Practice Standards and Ethical Considerations in Daily Practice
A. Obergfell, J.D.
Fort Wayne, Indiana
- Know how to access the ASRT Practice Standards for Medical Imaging and Radiation Therapy and the ARRT Rules of Ethics
- Be able to analyze practice scenarios to determine if the practice meets acceptable professional performance
- Apply the ARRT Rules of Ethics to determine if behavior complies with professional expectations and patient safety guidelines
The changing health care environment might produce anxiety among imaging professionals as they navigate new clinical expectations and balance them with professional performance guidelines. The presenter will discuss the ASRT Practice Standards for Medical Imaging and Radiation Therapy, the Standards of Ethics adopted and enforced by the ARRT, and the application and implication of each on daily practice. Specific scenarios related to practice will be analyzed using the Practice Standards to determine the appropriateness of practice and using the Standards of Ethics to ascertain professional ethical compliance.
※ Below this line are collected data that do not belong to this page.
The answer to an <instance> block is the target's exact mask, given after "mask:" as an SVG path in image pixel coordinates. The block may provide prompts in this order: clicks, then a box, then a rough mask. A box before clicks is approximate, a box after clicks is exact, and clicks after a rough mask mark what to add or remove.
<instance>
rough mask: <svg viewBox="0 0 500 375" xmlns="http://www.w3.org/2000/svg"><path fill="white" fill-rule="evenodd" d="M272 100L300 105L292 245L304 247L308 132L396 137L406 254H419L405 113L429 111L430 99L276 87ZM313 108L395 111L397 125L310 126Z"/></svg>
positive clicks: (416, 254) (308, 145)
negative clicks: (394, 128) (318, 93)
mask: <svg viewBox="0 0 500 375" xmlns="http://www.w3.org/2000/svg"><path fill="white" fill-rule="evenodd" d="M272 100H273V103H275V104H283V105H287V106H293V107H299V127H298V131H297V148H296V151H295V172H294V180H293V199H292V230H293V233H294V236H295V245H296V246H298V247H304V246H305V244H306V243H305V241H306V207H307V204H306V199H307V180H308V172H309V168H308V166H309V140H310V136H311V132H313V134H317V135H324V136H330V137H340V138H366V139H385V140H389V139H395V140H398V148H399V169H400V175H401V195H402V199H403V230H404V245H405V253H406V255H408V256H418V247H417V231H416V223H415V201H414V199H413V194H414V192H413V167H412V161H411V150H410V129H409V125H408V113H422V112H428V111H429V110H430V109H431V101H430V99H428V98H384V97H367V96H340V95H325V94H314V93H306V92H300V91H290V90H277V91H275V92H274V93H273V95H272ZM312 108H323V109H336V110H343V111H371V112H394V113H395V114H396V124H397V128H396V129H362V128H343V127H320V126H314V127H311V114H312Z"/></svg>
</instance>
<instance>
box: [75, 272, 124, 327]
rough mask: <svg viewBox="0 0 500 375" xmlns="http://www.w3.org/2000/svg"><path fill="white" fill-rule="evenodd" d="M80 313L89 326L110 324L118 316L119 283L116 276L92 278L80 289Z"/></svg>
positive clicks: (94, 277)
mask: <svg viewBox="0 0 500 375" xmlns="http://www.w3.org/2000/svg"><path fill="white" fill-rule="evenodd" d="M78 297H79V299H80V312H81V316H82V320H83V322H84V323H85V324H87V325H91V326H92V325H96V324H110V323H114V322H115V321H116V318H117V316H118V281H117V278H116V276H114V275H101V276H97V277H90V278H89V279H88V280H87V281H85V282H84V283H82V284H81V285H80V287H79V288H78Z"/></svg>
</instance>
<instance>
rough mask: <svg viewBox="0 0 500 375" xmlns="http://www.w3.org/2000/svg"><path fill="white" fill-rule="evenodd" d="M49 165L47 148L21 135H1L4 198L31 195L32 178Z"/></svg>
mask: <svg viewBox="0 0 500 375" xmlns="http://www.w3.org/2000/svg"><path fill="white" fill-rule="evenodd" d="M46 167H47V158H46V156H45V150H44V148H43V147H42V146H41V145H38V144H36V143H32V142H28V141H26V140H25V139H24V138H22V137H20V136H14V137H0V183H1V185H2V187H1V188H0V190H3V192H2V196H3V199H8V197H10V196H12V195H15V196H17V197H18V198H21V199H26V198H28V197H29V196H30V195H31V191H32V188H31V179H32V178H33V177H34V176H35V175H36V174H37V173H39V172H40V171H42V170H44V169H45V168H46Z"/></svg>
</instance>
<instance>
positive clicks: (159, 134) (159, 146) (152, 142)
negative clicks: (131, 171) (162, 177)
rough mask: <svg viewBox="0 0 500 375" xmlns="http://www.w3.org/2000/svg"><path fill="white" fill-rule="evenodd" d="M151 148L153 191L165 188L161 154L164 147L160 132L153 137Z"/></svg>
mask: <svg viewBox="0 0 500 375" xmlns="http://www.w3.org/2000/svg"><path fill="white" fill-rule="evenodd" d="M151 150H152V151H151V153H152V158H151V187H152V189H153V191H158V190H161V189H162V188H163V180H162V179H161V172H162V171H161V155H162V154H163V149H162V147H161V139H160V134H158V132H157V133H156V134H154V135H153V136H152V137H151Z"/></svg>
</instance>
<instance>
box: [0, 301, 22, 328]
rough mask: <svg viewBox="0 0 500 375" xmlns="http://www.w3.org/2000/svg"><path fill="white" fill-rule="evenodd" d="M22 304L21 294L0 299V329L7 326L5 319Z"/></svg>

Advanced Radiographic Practice in Adult Chest Imaging
11:45 a.m.-12:45 p.m.
N. Woznitza, B.Sc.
- Consider the role of the advanced radiographer practitioner in the United Kingdom
- Recognize the contribution that advanced radiographer practitioners make to patients, clinicians and radiologists, using anonymized real case scenarios
- Review the current evidence base, which supports advanced radiographer practice including radiographer reporting of adult chest x-rays
Increasing cost and activity pressures on health systems worldwide has led to advanced radiographer practice models developing internationally. In the United Kingdom, radiographer reporting has evolved from the reporting of trauma skeletal x-rays by trained radiographers to include the interpretation of adult chest x-rays, CT head scans, MR imaging of the knee and lumbar spine, mammography, ultrasound and gastrointestinal examinations.
Advanced radiographer practice encompasses the entire spectrum of imaging, from justifying the referral to obtaining high-quality images, performing initial image review and delivering a definitive clinical report. In this course, the presenter will highlight the contributions that advanced radiographer practitioners make at patient, departmental and hospital levels. The positive influence on improved patient care and the service provided to referring clinicians will be illustrated through real case scenarios. Departmental and hospital benefits of radiographer role extension will be explored through presentation of a service review.
The Royal College of Radiologists and the College of Radiographers are united in their position that all radiographers who expand their scope of practice must perform at a level comparable to a consultant radiologist. The growing body of evidence supporting adult chest x-ray interpretation by trained radiographers will be explored, including performance at the end of accredited postgraduate training, audit of radiographer chest x-ray reporting in clinical practice, and agreement between expert consultant chest radiologists and clinical reports, both radiologist and radiographer.